The Optical Measurement and Quantitative Analysis of Algesia in Spodoptera litura Larva

  • Chen, Ying-Yun (Department of Optics and Photonics, National Central University) ;
  • Chang, Rong-Seng (Department of Optics and Photonics, National Central University) ;
  • Tsai, Mi-Yin (Department of Optics and Photonics, National Central University) ;
  • Chen, Der-Chin (Department of Electrical Engineering, Feng Chia University)
  • Received : 2014.12.04
  • Accepted : 2015.03.09
  • Published : 2015.04.25


Muscle vibration measurement has long been an unique scientific study, in general, and the direct reaction of animals to feel pain (algesia), either from vascular or muscle contraction, is a complex perceptual experience. Thus this paper proposes a way to measure animal algesia quantitatively, by measuring the changes in muscle vibration due to a pinprick on the surface of the skin of a Spodoptera litura larva. Using the laser optical triangulation measurement principle, along with a CMOS image sensor, linear laser, software analysis, and other tools, we quantify the subtle object point displacement, with a precision of up to $10{\mu}m$, for our chosen Spodoptera litura larva animal model, in which it is not easy to identify the tiny changes in muscle contraction dynamics with the naked eye. We inject different concentrations of formalin reagent (empty needle, 12% formalin, and 37% formalin) to obtain a variety of different muscle vibration frequencies as the experimental results. Because of the high concentrations of reagent applied, we see a high frequency shift of muscle vibration, which can be presented as pain indices, so that the algesia can be quantified.
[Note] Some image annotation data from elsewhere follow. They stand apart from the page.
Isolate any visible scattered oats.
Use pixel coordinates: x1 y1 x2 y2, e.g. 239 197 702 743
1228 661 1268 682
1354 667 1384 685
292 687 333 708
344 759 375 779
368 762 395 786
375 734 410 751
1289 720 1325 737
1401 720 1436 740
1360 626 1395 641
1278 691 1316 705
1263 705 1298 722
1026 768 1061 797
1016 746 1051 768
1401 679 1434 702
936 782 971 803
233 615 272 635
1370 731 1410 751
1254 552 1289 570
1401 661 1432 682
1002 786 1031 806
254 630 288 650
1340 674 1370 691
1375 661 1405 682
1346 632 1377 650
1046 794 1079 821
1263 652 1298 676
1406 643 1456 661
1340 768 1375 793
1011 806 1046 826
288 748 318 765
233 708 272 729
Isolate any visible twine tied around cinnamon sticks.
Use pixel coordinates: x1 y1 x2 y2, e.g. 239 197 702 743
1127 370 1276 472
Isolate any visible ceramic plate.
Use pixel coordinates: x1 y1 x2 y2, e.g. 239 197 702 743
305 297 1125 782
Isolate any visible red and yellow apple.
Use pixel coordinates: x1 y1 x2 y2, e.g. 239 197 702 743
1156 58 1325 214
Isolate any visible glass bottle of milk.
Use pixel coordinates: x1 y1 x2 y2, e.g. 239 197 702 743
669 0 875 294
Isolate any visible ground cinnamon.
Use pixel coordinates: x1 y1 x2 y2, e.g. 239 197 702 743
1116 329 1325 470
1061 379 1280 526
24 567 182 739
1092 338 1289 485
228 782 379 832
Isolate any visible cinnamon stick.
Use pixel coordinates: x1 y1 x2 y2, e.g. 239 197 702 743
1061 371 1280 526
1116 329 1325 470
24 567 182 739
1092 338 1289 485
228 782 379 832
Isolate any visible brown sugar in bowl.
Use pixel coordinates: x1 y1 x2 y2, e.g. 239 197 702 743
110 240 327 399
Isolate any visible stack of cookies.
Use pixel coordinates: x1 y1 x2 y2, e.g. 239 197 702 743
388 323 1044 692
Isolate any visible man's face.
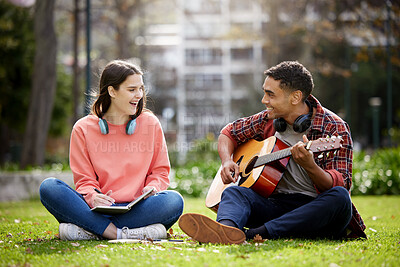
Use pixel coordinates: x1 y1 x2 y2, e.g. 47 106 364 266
261 76 291 120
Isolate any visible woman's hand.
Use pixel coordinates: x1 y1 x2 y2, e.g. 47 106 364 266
93 190 115 207
142 185 157 199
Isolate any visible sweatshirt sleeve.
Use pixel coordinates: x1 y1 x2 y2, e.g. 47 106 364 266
69 126 100 208
145 120 171 191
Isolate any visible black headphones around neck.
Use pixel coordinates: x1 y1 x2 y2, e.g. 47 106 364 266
273 100 313 133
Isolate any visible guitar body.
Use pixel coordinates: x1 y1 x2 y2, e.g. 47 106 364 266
206 136 290 212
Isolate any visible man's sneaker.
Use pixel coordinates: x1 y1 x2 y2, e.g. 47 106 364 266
58 223 99 241
179 213 246 244
121 223 167 240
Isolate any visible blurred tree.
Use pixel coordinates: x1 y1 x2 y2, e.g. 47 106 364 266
0 1 35 164
21 0 57 168
259 0 400 145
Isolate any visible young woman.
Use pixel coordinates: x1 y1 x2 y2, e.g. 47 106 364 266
40 60 183 240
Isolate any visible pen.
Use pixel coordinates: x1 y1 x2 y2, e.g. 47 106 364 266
93 187 103 194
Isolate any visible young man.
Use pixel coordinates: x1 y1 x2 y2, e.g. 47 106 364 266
179 61 366 244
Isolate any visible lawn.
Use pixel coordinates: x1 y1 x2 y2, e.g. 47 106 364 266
0 196 400 267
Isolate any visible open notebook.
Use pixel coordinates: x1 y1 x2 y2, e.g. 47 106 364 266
92 188 154 214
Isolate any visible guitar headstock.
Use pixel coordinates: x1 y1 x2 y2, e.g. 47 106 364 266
306 136 343 153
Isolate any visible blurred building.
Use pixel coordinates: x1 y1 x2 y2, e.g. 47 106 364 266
146 0 268 153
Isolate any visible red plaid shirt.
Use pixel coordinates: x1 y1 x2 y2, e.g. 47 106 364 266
221 95 366 238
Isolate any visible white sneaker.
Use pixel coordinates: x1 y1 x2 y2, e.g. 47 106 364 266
58 223 99 240
121 223 167 240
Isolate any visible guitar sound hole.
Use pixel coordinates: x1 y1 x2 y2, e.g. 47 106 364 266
244 156 258 176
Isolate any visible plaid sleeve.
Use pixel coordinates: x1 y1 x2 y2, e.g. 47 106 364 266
316 121 353 190
221 111 268 145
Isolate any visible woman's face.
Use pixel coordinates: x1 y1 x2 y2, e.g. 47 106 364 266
108 74 144 119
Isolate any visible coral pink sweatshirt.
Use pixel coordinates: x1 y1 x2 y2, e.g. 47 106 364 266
69 112 170 207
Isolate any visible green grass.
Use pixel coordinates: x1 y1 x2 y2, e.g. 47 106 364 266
0 196 400 267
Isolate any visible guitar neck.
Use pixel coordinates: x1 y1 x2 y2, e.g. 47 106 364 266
253 147 292 168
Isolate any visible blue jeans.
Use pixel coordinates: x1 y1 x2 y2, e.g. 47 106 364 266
217 186 352 241
39 178 184 236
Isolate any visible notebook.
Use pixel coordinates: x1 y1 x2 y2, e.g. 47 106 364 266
92 188 154 214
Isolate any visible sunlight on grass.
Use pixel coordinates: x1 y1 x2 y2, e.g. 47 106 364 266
0 196 400 266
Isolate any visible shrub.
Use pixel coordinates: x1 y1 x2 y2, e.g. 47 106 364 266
170 135 221 197
352 147 400 195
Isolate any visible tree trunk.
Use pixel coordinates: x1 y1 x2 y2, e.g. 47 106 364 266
72 0 81 124
21 0 57 168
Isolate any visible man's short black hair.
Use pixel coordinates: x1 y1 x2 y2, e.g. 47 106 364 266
264 61 314 101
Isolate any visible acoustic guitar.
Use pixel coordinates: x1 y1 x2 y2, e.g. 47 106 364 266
206 136 342 212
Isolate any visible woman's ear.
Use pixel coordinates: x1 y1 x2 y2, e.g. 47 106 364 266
107 85 115 97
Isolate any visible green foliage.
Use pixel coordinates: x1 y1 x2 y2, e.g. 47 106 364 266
352 147 400 195
0 196 400 267
170 135 221 197
171 138 400 197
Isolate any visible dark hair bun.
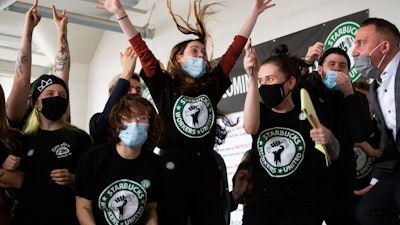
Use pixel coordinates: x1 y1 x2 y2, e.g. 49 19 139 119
271 44 290 56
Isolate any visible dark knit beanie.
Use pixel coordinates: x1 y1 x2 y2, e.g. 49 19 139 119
29 74 69 108
318 47 350 70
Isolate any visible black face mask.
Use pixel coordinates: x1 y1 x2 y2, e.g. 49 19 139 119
40 96 68 121
258 81 286 108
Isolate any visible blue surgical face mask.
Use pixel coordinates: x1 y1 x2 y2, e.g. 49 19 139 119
324 70 339 91
183 56 206 78
118 122 149 148
354 42 386 79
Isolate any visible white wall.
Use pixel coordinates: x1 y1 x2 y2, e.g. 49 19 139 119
84 0 400 132
1 0 400 131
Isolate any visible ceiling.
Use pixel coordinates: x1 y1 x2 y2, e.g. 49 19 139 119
0 0 157 79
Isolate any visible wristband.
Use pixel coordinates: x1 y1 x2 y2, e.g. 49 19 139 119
117 15 128 20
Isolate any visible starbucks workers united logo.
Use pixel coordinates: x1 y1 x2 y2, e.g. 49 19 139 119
172 95 215 138
257 127 306 178
98 179 150 225
324 21 361 81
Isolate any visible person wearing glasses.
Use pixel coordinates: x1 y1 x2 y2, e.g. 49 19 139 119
76 94 163 225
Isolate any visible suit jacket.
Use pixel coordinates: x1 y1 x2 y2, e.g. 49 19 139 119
369 59 400 179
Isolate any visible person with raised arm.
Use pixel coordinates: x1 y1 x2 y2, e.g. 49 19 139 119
98 0 275 225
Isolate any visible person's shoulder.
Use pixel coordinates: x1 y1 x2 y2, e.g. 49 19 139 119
80 142 115 159
141 149 161 162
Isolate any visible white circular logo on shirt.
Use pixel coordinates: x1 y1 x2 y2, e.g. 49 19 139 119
257 127 306 177
353 147 374 179
172 95 215 138
98 179 147 225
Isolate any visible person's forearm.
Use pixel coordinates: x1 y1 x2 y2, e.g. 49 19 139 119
243 77 260 134
53 29 71 86
6 25 33 125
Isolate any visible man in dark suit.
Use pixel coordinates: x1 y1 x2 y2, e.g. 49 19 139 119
352 18 400 225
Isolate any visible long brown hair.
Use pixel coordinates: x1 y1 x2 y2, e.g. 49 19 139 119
167 0 220 94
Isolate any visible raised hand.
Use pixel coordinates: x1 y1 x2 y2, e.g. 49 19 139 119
25 0 42 31
253 0 275 15
119 47 138 80
304 42 324 64
310 114 340 160
243 40 259 80
96 0 123 14
53 5 68 32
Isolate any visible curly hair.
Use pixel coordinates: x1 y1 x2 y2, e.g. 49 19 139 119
109 94 163 151
167 0 220 95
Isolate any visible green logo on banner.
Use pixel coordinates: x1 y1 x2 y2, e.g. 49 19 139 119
324 21 361 81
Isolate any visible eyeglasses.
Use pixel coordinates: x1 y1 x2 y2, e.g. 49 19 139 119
122 115 151 123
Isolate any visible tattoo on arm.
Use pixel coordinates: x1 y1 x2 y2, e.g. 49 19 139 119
15 49 29 76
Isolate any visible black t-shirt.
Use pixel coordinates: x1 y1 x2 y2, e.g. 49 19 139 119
76 142 161 225
252 103 326 194
13 127 92 225
140 65 231 152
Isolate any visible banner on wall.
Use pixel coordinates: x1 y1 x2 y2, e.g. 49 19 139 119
216 10 369 225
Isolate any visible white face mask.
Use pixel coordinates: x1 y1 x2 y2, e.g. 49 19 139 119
118 122 149 149
183 56 206 78
354 42 386 79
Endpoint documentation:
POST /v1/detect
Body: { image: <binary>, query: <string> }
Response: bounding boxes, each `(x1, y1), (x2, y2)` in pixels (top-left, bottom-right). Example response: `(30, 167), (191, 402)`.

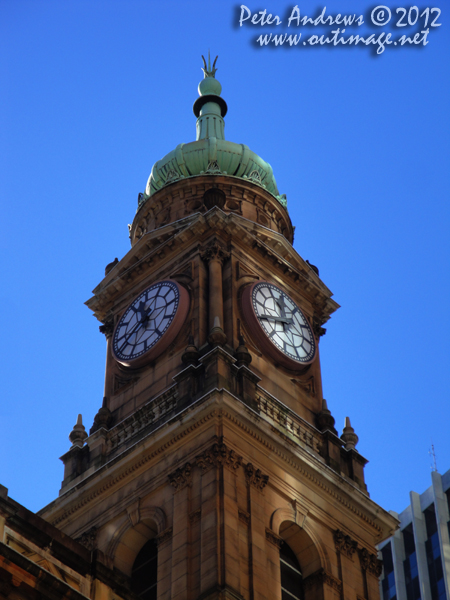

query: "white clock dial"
(113, 281), (187, 364)
(251, 282), (316, 363)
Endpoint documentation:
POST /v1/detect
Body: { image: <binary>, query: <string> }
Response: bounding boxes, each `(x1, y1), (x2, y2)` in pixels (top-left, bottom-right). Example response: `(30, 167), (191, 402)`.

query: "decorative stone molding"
(359, 548), (383, 578)
(127, 498), (141, 527)
(334, 529), (358, 558)
(200, 240), (230, 264)
(244, 463), (269, 491)
(266, 527), (283, 549)
(195, 442), (242, 473)
(98, 318), (117, 339)
(169, 463), (192, 492)
(76, 527), (97, 552)
(238, 509), (250, 525)
(257, 393), (321, 454)
(303, 569), (342, 593)
(107, 386), (177, 450)
(156, 527), (173, 546)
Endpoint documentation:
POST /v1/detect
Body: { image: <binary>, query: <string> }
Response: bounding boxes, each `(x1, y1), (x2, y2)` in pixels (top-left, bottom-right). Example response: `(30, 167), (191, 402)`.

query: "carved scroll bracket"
(169, 463), (192, 492)
(244, 463), (269, 491)
(195, 442), (242, 473)
(359, 548), (383, 578)
(334, 529), (358, 558)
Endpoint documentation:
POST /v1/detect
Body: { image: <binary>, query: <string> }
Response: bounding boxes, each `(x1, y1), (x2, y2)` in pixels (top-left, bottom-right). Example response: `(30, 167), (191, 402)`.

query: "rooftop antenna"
(428, 440), (437, 471)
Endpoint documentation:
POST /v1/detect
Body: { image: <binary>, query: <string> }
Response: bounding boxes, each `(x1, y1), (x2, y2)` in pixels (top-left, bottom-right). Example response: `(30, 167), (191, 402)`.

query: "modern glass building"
(378, 470), (450, 600)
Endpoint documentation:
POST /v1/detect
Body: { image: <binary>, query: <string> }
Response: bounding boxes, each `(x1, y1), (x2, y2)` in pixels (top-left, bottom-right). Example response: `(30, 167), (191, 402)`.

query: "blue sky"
(0, 0), (450, 511)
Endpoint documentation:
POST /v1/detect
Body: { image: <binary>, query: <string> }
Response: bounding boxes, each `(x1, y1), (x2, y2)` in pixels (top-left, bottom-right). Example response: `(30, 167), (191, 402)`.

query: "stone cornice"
(256, 387), (322, 455)
(40, 390), (394, 539)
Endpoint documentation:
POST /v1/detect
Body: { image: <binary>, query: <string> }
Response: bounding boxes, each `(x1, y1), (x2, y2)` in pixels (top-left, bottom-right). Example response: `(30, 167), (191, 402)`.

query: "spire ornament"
(202, 50), (219, 79)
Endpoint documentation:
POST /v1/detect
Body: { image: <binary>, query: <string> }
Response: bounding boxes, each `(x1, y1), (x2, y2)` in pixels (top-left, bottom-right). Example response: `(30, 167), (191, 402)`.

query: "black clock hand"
(258, 315), (293, 324)
(119, 320), (147, 352)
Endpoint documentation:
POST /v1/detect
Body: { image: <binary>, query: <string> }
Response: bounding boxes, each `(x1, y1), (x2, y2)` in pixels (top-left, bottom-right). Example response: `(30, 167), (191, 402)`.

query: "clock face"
(112, 281), (189, 366)
(242, 281), (316, 369)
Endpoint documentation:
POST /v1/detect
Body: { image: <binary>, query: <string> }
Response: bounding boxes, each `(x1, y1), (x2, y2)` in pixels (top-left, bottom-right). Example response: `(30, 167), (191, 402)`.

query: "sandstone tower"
(2, 56), (396, 600)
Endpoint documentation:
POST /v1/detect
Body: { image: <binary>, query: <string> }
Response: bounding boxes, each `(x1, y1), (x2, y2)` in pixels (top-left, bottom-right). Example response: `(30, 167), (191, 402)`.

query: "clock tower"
(39, 59), (396, 600)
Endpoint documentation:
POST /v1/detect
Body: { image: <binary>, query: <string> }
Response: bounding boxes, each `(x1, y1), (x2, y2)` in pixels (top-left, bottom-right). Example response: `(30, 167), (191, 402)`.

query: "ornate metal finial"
(202, 50), (219, 79)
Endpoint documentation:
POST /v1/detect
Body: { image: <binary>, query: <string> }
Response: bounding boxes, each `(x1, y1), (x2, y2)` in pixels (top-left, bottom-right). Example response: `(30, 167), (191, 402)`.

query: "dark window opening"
(381, 543), (397, 600)
(424, 504), (446, 600)
(402, 523), (420, 600)
(280, 543), (304, 600)
(131, 539), (158, 600)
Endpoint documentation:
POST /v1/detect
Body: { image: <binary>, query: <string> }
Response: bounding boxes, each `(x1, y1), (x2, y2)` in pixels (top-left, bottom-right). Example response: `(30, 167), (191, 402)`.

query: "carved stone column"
(169, 463), (192, 600)
(244, 463), (272, 600)
(99, 319), (114, 408)
(195, 439), (242, 598)
(200, 240), (230, 344)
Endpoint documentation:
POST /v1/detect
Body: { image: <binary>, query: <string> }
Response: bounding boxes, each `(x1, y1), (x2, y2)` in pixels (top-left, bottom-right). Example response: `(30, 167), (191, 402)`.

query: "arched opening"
(131, 538), (158, 600)
(280, 542), (304, 600)
(279, 521), (322, 580)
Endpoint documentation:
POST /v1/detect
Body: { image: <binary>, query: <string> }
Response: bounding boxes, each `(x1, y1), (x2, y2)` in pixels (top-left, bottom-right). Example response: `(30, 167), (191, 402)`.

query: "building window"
(381, 542), (397, 600)
(424, 504), (446, 600)
(280, 542), (304, 600)
(402, 523), (420, 600)
(131, 539), (158, 600)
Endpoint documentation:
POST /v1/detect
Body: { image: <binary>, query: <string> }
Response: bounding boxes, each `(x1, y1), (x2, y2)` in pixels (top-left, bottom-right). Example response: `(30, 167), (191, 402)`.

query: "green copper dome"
(139, 57), (286, 207)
For an animal, algesia is a complex perceptual experience. Putting aside the cause of the algesia and the pathway of message transduction, mostly it is expressed by means of body twitching and muscle or vascular contraction, when an animal is subjected to certain external stimuli, and it cannot be expressed in words or actions of such unpleasant degree. Most experimental research on animal algesia is the observation of biological responses to pain, such as tail swinging, screaming, and twitching rates of limbs, but these behaviors are unstable and less objective measurements [1-11].

In previous studies, there have been many algesia experiments using acidic reagents to cause pain, and formalin has been found to have the strongest effect for causing feelings of pain in animals. For example, Rosland and Candelletti injected formalin into mice [12, 13]; Shima adapted it to cats [14]; Alreja chose primates [15]; Carli used rabbits [16]; Takahashi used guinea pigs in experiments [17]; Kanui used crocodiles [18]; Hughes focused on domestic fowl [19]; and Pelissier selected Octodon degus [20]. All of them chose formalin as a pain reagent for different kinds of animals, and have provided us sufficient research data. Thus, in this study we, too, choose formalin.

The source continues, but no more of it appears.